Proseguimos subiendo por nuestra cuesta “particular”, la ruta que usualmente hemos seguido en nuestras últimas salidas, que rodea por la derecha de la Peña Aguilera. Aún la sombra de la montaña nos cubría cuando Laura dio un grito intempestivo: ¡las gafas! Se les habían olvidado, tanto a ella como al Ajo. Para eso ya estábamos bien arriba, en las primeras laderas nevadas.
Supimos que sin la protección para los ojos, no podríamos seguir subiendo durante mucho tiempo, el sol ya empezaba a iluminar un poco debajo de nosotros. De todos modos optamos por seguir ascendiendo, al menos para llegar al glaciar Atzintli. Al menos así lo acordamos. Sentí una punzada de remordimiento y se los dije, porque cuando saqué mis gafas para llevarlas en mi mochila de ataque, vi las suyas colgadas dentro de la tienda, pero no se las pasé, si bien mientras nos alistábamos les recordé que debían llevarlas.

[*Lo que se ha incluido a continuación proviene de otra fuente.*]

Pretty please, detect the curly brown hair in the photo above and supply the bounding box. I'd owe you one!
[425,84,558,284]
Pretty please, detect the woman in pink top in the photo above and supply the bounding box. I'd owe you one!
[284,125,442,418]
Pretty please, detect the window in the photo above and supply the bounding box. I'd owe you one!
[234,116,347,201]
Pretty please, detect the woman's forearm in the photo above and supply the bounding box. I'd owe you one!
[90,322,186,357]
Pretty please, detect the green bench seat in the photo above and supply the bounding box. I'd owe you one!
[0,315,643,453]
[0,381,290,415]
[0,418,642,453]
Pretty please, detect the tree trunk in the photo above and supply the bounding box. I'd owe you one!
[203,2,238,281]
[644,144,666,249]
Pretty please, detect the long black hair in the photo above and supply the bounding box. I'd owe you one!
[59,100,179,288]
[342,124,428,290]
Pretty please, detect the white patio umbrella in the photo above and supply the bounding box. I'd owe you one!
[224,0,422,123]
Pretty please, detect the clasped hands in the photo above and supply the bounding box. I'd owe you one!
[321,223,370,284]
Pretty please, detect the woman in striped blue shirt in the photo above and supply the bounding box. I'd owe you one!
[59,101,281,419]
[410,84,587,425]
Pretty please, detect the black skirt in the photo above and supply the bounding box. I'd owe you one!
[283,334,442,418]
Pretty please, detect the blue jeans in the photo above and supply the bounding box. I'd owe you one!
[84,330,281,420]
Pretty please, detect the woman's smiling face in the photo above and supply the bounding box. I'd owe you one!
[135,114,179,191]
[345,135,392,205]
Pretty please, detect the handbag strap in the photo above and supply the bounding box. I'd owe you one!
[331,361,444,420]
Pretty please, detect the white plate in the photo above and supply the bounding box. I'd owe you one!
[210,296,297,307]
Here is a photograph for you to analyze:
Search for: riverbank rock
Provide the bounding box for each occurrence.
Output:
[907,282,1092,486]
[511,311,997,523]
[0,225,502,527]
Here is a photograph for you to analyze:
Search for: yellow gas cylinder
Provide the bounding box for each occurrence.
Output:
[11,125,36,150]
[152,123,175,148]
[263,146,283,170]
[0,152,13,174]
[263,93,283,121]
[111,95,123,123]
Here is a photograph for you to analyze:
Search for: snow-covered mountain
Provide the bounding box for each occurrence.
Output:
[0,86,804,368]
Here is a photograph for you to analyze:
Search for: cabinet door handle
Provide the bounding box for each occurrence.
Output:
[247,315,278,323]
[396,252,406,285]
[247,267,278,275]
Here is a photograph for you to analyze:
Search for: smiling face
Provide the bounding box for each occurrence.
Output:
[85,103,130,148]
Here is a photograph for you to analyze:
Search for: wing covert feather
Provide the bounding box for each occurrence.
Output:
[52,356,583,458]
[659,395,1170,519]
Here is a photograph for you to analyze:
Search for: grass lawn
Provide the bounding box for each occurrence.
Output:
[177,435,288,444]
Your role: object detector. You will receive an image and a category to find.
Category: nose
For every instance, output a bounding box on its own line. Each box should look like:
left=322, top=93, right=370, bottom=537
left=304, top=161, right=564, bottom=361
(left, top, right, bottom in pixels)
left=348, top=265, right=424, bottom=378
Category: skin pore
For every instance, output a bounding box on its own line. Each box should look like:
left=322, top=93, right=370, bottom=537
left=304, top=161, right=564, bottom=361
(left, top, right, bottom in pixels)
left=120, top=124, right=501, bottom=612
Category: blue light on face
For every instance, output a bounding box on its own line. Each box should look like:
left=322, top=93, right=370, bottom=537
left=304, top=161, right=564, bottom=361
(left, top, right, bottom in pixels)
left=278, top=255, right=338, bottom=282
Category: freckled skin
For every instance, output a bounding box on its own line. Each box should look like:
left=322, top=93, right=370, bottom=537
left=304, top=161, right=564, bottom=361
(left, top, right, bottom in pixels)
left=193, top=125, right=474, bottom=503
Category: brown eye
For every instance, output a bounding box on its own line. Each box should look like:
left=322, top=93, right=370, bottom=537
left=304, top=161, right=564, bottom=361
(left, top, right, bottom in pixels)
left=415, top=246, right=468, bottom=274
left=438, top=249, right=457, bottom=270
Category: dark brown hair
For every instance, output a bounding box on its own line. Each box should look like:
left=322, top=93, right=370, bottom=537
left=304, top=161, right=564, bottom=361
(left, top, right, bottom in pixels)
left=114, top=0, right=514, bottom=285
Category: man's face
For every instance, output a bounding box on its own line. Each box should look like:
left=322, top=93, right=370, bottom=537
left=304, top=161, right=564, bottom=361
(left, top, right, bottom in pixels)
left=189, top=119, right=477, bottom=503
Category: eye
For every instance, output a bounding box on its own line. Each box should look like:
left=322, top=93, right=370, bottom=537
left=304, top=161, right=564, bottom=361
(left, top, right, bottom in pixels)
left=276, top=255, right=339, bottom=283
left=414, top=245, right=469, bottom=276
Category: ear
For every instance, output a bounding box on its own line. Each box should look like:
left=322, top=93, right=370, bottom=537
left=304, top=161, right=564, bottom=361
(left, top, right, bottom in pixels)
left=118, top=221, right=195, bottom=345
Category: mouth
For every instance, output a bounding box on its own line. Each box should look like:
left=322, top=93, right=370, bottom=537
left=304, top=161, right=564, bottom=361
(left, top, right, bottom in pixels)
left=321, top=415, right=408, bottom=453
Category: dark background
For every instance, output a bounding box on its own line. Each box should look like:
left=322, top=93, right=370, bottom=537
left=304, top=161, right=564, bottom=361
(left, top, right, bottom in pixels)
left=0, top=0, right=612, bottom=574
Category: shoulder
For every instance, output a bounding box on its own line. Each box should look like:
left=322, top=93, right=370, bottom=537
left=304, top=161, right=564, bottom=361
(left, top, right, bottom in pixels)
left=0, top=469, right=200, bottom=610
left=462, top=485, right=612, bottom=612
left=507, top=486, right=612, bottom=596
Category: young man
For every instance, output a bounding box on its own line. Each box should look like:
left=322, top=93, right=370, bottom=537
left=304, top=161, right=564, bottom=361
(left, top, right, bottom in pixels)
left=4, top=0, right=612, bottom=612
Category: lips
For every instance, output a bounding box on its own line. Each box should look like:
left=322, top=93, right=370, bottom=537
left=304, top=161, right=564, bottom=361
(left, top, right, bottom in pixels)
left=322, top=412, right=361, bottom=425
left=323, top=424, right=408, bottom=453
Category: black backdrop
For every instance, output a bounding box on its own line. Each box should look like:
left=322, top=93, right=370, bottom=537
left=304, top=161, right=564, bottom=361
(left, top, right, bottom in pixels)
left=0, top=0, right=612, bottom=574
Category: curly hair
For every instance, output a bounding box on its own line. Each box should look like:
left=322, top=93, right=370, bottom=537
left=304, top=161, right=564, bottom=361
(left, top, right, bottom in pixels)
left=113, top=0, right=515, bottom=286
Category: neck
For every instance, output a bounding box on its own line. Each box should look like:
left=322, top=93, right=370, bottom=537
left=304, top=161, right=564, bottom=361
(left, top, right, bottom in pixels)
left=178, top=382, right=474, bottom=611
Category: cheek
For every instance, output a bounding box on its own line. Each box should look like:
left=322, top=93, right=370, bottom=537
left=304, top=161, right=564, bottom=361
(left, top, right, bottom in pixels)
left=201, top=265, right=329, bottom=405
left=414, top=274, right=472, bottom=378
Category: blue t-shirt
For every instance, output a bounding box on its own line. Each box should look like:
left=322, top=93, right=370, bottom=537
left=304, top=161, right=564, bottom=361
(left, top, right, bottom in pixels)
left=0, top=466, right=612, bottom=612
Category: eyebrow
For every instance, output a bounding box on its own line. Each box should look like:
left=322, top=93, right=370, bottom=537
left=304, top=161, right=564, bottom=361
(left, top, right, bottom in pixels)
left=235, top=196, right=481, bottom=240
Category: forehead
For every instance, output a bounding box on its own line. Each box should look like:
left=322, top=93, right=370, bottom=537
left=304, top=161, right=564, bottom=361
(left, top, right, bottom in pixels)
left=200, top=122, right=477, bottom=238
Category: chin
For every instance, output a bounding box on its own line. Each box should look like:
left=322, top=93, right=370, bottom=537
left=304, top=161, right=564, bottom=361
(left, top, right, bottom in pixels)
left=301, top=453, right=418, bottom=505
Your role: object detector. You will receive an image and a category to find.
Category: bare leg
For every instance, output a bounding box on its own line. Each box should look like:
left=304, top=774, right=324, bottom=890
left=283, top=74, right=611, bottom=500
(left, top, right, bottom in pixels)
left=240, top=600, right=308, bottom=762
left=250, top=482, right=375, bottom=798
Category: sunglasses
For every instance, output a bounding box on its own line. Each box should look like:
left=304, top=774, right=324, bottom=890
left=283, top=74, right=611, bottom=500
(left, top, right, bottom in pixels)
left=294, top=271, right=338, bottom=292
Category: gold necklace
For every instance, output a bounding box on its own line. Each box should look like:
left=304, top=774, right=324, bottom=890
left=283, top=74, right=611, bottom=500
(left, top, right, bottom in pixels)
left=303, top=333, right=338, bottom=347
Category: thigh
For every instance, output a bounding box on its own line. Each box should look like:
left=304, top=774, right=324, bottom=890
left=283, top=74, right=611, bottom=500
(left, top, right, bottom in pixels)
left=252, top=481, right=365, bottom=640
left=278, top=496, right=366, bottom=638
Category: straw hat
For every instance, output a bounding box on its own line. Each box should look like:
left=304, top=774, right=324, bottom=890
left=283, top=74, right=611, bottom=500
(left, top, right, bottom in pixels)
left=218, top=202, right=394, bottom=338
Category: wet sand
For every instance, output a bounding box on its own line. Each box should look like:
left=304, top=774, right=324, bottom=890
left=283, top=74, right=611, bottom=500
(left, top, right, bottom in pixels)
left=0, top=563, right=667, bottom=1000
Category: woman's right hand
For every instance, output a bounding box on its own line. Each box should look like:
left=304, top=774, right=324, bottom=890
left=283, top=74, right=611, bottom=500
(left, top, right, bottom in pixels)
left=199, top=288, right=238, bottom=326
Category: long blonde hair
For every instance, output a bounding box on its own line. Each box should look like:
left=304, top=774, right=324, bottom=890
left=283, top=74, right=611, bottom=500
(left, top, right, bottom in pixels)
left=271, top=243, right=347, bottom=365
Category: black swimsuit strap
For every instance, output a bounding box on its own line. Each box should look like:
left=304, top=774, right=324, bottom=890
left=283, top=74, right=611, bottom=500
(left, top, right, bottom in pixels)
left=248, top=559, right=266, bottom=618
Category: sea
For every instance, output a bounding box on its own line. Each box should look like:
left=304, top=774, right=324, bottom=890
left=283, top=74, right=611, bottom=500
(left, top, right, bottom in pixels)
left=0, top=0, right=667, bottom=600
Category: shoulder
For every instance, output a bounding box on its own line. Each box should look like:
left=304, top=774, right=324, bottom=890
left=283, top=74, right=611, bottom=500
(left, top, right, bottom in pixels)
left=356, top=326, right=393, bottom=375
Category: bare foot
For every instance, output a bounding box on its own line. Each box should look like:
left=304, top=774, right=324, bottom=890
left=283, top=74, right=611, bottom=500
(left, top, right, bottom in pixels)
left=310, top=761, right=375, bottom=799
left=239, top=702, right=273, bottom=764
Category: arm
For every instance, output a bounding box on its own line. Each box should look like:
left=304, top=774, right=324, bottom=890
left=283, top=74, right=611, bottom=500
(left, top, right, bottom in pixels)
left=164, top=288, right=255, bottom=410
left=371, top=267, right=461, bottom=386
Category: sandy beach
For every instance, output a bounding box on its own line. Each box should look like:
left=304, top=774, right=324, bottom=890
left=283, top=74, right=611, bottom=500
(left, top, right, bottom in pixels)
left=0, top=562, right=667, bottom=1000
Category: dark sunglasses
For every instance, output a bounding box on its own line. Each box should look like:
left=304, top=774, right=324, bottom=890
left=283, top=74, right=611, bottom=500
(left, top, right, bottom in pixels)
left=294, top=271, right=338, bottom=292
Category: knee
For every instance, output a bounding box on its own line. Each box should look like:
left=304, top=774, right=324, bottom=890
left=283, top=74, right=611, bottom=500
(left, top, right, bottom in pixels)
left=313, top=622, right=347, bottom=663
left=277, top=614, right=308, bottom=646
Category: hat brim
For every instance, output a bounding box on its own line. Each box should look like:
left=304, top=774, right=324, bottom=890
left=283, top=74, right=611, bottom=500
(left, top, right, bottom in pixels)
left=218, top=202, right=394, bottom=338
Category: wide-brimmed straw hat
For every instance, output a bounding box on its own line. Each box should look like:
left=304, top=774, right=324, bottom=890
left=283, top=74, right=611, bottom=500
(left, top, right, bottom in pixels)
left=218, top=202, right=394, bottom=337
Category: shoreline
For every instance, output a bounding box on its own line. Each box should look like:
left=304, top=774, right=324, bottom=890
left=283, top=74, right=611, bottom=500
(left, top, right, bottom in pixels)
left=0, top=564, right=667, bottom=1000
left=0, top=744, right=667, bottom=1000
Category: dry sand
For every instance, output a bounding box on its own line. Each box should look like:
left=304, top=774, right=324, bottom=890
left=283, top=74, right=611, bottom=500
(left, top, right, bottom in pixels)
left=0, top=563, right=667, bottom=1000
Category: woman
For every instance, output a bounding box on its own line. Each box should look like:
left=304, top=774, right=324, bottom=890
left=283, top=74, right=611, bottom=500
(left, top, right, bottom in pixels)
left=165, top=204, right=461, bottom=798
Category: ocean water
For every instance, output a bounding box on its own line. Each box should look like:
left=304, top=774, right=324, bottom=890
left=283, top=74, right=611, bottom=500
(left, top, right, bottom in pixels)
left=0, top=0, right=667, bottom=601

De cualquier manera seguimos subiendo, pero cuando llegamos al paso clave de esta ruta, una inclinada pendiente de arena —ahora cubierta por más de un metro de nieve— Ajo decidió regresar para no arriesgarse más, pues estaba totalmente nevado y el reflejo del sol en la nieve empezaba a lastimarle los ojos. Lauris y yo continuamos hasta donde se termina la inclinada pendiente y rodeamos unas lomas para llegar con esa alegría auténtica que sólo se siente en la montaña, a situarnos sobre el glaciar, nuestra cima por ese día.
También había un metro de nieve, o más, sobre la superficie casi plana del Atzintli. Al menos, con el piolet incrustado hasta el fondo, no alcancé a tocar el hielo. Avanzamos hasta el mismo centro del glaciar y nos sentamos. Observamos que se forma una especie de anfiteatro con la arista y picachos que lo circundan. Un poco arriba de nosotros, como si se tratara de fantasmas en medio de la niebla, un grupo de tres o cuatro montañistas se dibujaba difusamente sobre la arista del Sol mientras regresaban de cumbre por la ruta normal. Se sentía tan bien estar ahí, sentados, sin decir nada, sólo viviendo esos momentos de absoluta paz. Me di el abrazo de una cumbre simbólica con Laura y empezamos a descender a nuestro campamento, prestándonos las gafas por ratitos para evitar cualquier problema a los ojos.
Ella comentó que de no haber olvidado los lentes, habría sido un día perfecto para cima. Pero el estado del tiempo estaba muy incierto, caprichoso: ya empezaba a soplar un viento helado, ya se nublaba alternativamente. Esa es la naturaleza en este mes en el Iztaccíhuatl.
Una nube negra nos estuvo amenazando desde que descendíamos por la enorme cuesta de Cruz de Rosas, pero las primeras gotas de lluvia no empezaron a caer sino hasta que estábamos a unos pasos de La Joya. Era tiempo de descalzarse las botas y partir de ahí, ya habíamos tenido nuestra montaña, de nuevo todo estaba en su lugar y podríamos empezar a ilusionarnos con la idea de regresar... ¿muy pronto?